Senior Site Reliability Engineer(Events)
RingCentral.com
Office
Spain Valencia
Full Time
About Ringcentral Events
RingCentral Events (formerly Hopin Events) is a robust, all-in-one platform for creating and managing professional, engaging events for any audience. It provides a complete solution that simplifies the entire event lifecycle - from planning, promotion, and live execution to post-event analytics.

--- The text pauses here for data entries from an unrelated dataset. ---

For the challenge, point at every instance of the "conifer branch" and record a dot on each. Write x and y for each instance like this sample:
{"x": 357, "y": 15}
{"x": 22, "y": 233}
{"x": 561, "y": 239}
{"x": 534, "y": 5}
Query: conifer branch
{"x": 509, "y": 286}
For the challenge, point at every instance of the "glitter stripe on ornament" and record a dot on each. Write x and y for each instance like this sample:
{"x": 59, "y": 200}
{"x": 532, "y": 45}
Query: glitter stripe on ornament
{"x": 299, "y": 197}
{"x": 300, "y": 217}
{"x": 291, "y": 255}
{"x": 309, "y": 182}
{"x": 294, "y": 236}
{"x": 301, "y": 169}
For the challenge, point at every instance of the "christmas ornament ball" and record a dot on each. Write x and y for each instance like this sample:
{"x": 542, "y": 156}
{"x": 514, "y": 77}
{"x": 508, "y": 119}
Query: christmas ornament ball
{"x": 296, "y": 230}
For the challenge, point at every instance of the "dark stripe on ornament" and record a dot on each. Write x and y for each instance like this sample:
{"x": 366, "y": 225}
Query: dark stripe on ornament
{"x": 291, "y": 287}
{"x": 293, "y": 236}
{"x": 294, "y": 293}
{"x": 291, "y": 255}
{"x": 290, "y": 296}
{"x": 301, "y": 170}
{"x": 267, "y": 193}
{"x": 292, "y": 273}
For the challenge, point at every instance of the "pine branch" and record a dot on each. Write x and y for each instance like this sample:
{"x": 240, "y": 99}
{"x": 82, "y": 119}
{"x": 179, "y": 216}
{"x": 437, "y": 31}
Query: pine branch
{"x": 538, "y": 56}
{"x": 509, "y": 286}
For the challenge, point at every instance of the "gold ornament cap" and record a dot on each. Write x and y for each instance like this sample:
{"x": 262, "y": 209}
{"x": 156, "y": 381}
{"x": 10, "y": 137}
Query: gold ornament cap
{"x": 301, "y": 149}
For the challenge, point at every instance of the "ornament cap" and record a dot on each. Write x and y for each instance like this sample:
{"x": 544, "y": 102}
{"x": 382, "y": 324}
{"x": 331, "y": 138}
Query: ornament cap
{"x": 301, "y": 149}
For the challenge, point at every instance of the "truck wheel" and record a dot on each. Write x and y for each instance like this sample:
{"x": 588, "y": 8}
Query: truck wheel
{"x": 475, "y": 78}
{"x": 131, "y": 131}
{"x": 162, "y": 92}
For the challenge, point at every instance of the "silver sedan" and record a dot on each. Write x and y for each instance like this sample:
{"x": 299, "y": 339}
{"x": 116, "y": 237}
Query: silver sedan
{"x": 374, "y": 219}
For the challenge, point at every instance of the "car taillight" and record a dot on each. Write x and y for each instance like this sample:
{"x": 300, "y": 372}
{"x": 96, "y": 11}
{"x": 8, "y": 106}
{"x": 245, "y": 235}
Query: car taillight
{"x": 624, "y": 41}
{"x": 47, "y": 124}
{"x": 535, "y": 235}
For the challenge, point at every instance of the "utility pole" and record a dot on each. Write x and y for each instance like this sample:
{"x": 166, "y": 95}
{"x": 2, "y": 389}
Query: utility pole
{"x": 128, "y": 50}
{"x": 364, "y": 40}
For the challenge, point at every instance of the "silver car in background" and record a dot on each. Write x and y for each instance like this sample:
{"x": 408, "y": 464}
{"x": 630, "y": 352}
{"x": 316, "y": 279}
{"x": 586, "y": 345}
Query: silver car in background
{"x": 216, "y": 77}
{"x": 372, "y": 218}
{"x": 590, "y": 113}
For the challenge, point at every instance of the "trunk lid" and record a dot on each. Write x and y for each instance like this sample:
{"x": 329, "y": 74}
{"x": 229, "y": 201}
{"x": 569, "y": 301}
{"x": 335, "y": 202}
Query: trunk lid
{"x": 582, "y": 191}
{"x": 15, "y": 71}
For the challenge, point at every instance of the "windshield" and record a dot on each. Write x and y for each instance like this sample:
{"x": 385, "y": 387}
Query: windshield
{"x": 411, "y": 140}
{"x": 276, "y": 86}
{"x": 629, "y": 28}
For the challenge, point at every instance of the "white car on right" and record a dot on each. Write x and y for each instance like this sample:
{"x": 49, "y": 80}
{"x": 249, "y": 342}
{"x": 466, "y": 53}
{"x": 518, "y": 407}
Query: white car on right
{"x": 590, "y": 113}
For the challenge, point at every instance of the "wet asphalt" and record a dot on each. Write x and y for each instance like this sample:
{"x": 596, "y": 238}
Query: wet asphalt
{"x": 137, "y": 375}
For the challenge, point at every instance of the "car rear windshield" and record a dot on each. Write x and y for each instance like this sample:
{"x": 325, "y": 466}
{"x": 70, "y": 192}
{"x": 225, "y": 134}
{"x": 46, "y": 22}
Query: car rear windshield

The platform's broad set of features supports virtual, hybrid, and in-person events, ensuring a seamless experience whether the audience is online, in-person, or a mix of both.
Position Overview
As a Site Reliability Engineer for RingCentral Events, you're not just an infrastructure owner - you're a crucial part of our mission to deliver flawless, high-scale experiences for global audiences. Your role is central to our ability to deliver a reliable and performant platform. You will be a key contributor to our software delivery flow, ensuring that changes move from development to production with speed, safety, and consistency. Additionally, you will proactively eliminate observability gaps and build a self-healing infrastructure to ensure our system performs under pressure.
Responsibilities:
- Manage cloud infrastructure on AWS and EKS, leveraging IaC and GitOps to ensure scalability
- Participate in service capacity planning, software performance analysis, and system tuning
- Design, consult, re-platform, and re-factor the observability of current cloud infrastructure
- Participate in release management, working closely with engineering teams to bring GitOps principles to our release process and manage CI/CD pipelines using GitLab CI
- Take part in 24/7 on-call responsibilities (~2 days/month based on rotation schedule) to ensure continuous availability and quick response to issues in production
- Conduct blameless post-mortems to learn from incidents and prevent future ones
- Develop and test disaster recovery plans and runbooks to ensure business continuity
- Implement security best practices and controls within the infrastructure to meet compliance standards and prepare for audits
Requirements:
- Familiarity with cloud-native services and architectures, experience with cloud providers - our infrastructure is built on AWS
- Experience in running mission critical services at scale without disruption
- Hands-on experience with Kubernetes and infrastructure as code (IaC) using Terraform, focusing on scalability and efficient infrastructure management
- Proficiency in designing and maintaining CI/CD pipelines, with a preference for GitLab CI
- Experience with monitoring, APM, logging, and analytics tools
- Strong problem-solving skills with the ability to analyze and debug complex distributed systems, tracing requests and data flows from the kernel to the web to identify root causes
- Ability to spot, address, and optimize performance bottlenecks
- Proactive approach, favoring iterative action over waiting for things to happen or to be perfect
- Familiarity with incident, problem and change management processes and best practices
Nice To Have:
- A reliability-oriented mindset with a focus on designing and building resilient architectures
- Previous SRE experience or knowledge, giving you a heightened awareness of what data to collect, how to display it, and how users can benefit from it
- Knowledge of scripting languages such as Python or Go
- Familiarity with GitOps principles and tools like ArgoCD
- Knowledge of caching mechanisms, such as Redis
- Experience with messaging queues like MSK Kafka, SQS or RabbitMQ
- Familiarity with database management systems like AWS Aurora and PostgreSQL
We Offer:
Well-Coordinated Professional Team
- Cutting edge technologies, interesting and challenging tasks, dynamic project, great opportunities for self-realization, professional and career growth
- Additional Health and Life Insurance Package
Employee Assistance Program
23 Vacation Days